Before she can stop me I dig my hands into the box and pull out the first thing my hands touch. A newspaper article with that same coffin picture.

Tragic Accident Befalls Local Family- Six Year Old Daughter Found Dead.

“What is this?” I hold up the flimsy paper. It trembles in my hands. Mommy is crying uncontrollably now. I feel my heart beating in my chest, in my stomach, in my ears.

“I don’t have a sister,” I say, but lacking confidence.

“Neither did Ida!” She yells back, voice hoarse.

But I’m Ida. My name is Ida Elizabeth and I am an only child and my mom just said my name but she isn’t talking about me.

More loud crying wracked her body. “We just wanted a second chance,” she said, dropping to the floor like me. I gently placed the newspaper back in the box, then pushed the box as far away from my body as I could reach. “What’s wrong with that?” She looked at the ceiling like she was asking God.

Maybe I’m forgetting things. Maybe we moved when I was a baby so I never knew that porch. Maybe I’m not in fifth grade. Maybe my birthday is in October. Maybe I’m a zombie who rose from the dead and climbed out of my coffin on February 18th, 2011.
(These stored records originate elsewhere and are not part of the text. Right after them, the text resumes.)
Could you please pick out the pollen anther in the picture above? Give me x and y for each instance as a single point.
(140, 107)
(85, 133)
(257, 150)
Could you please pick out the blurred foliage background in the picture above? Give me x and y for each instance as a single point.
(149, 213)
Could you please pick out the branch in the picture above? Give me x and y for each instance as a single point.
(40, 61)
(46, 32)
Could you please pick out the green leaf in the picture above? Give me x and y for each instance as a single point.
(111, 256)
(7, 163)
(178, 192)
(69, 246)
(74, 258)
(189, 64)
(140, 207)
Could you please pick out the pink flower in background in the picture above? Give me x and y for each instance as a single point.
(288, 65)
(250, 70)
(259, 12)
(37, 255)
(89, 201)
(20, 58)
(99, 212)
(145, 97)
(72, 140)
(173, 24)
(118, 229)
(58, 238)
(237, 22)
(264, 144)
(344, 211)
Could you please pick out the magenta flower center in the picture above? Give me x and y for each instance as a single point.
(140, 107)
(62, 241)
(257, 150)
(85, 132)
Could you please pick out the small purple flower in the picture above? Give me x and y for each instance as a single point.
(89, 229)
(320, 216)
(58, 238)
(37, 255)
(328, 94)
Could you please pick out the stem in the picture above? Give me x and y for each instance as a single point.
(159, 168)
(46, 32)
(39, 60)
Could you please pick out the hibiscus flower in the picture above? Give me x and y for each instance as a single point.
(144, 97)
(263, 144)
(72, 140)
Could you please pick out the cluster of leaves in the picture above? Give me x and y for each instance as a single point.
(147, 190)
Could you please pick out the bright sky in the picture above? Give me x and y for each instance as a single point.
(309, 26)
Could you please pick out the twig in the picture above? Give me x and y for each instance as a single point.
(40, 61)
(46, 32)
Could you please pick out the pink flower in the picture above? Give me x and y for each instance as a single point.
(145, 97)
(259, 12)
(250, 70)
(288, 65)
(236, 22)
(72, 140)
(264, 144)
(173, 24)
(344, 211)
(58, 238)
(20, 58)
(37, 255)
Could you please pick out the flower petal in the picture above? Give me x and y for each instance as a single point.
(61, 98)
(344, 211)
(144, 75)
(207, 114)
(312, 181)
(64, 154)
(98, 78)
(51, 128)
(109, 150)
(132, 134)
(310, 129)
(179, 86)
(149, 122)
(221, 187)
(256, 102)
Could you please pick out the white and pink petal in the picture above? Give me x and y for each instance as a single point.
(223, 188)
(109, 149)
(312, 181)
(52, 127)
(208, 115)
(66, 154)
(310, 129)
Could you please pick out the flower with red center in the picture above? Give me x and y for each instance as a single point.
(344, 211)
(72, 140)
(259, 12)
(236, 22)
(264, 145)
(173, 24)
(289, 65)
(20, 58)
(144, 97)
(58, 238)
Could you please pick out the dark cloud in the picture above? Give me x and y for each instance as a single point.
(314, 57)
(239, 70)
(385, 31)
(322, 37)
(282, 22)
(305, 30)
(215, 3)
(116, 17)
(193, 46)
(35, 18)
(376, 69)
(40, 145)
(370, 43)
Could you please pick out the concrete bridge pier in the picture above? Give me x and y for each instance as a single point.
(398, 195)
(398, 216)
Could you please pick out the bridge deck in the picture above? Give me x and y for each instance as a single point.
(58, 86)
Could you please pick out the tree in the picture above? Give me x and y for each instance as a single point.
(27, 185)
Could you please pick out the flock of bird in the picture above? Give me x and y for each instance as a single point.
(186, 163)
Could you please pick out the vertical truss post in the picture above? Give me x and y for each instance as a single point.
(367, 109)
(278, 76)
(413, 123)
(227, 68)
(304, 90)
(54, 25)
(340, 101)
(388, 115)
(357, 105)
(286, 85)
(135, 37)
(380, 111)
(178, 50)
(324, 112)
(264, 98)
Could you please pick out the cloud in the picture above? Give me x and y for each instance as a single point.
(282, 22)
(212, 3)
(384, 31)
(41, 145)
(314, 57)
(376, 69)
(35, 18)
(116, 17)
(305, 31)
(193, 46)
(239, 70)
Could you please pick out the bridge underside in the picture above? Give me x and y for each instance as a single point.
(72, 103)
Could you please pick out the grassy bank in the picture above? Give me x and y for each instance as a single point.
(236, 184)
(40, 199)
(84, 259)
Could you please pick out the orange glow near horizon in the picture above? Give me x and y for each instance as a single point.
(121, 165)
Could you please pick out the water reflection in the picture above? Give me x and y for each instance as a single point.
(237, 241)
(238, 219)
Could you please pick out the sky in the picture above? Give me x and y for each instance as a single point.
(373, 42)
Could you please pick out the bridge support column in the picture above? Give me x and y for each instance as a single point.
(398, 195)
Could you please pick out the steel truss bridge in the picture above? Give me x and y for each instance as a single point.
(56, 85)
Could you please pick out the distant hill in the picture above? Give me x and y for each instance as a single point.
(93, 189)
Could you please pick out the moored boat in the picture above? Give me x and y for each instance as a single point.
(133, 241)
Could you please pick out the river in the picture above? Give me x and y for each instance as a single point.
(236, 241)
No. None of those things are true.

I start crying with her, but we don’t cry together. I don’t crawl over to her. I don’t reach out for her comforting arms. I cry alone on the scratchy carpet on the floor of a closet I wish I’d never opened.

The Mommy in front of me isn’t the Mommy I know, but even less is she the Mommy in the picture in front of the porch with baby Ida who isn’t me.

But I think I am supposed to be her.